Dennis Quigley is a photography intern for Virginia Sea Grant studying photography at Thomas Nelson Community College. Here, he recounts his experience photographing working oystermen.
The sun was still below the horizon as I made my way to the James River Marina. I parked my vehicle and rummaged through a bag full of camera equipment, strategically choosing what gear to take on the upcoming excursion. Ready, it was time to leave dry land and experience firsthand a day in the life of oystermen on the Chesapeake Bay.
As the dark sky faded to a pale blue, the crew loaded their skiff, and I introduced myself to those I hadn’t met. The crew’s hierarchy was immediately obvious. The four men, including a co-captain of sorts and two deckhands, all answered to the captain. With the boat loaded, the engine fired up and we began our journey into the Bay.
We were part of an outgoing string of similar vessels, a large exodus of those who provide local oyster produce. I made small talk with the captain and crew as I began to document their life on the water. I had yet to understand just how tough their job was.
Shouts and friendly waves between all the boats and crews were ensued by snarky comments our own captain made—just loud enough for his crew’s ears. Spirits were high, laughter abounded, the water was smooth—it was a fine day to be an oysterman.
As we approached the floating two-liter soda bottles that mark the locations of oyster reefs, the boat came to a halt. The captain and his mate grabbed their rakes, and took position along the upper edges of the boat. What happens if a swell were to throw them off balance, I thought to myself, but soon realized they were not new to this balancing act. The men drove huge 13-foot oyster rakes into the water as they walked the edges of their vessel like a tightrope. Within a few moments the first few oysters were pulled to the surface, and set on a table. Here, the deck hands knocked off the excess and empty shells, ensuring that only the highest quality oysters would reach their bushels.
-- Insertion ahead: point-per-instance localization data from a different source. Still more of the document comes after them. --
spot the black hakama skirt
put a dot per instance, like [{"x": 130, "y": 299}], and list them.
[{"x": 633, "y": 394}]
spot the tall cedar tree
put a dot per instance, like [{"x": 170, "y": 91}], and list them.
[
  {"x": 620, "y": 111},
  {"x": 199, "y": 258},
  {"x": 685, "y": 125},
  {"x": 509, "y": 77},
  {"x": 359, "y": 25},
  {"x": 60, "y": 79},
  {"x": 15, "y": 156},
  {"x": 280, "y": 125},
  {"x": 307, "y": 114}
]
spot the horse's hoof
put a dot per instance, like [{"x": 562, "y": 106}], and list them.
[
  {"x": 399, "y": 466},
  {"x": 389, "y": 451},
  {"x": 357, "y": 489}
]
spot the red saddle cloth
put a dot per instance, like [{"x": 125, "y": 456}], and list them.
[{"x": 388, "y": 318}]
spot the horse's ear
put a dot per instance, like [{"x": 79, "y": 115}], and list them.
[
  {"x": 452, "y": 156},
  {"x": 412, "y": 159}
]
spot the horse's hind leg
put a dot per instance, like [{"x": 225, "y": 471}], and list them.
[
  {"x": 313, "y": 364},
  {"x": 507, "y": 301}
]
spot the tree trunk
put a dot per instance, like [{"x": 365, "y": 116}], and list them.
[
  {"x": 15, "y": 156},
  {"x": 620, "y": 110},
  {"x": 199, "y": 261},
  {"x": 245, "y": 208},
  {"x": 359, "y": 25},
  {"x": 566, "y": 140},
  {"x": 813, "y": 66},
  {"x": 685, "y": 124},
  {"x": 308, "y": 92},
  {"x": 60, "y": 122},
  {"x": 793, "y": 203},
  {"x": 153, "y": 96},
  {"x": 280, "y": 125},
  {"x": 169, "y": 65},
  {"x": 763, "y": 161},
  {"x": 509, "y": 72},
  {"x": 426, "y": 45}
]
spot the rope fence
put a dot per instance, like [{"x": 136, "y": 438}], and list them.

With each dip, dig, crunch, and rise, the rakes brought in another batch of fresh oysters. I could only imagine the weight of each catch, observe the skill of each action, and document as many moments as possible with my camera. The team seemed delighted to have me along, to have their working lives revealed. Minutes became hours as we dredged from reef to reef. I thought it a tough job, but a rewarding one. It certainly entailed hard physical labor, but the payoff seemed to justify the energy spent.
Around noon morale began to dwindle as the crew grew tired. After some deliberation they settled on raking in just a few more before returning to shore. The final count for this day was 26 bushels of oysters, a bit below the 36 they usually aimed for at the beginning of the season.
As the vessel turned for home, the day ended as it began: with small talk and high spirits. Although my day with the oystermen would end back in the harbor, theirs would only be approaching its final stretch, as they still had to offload.
As I climbed up to the docks and began thinking about the photos I took that day, the oystermen joined a line of skiffs waiting to deposit their harvest. Their work had allowed me to glean a harvest of my own—a greater understanding of the journey of an oyster, from sea to plate, and increased appreciation for those who work Virginia’s waterfronts.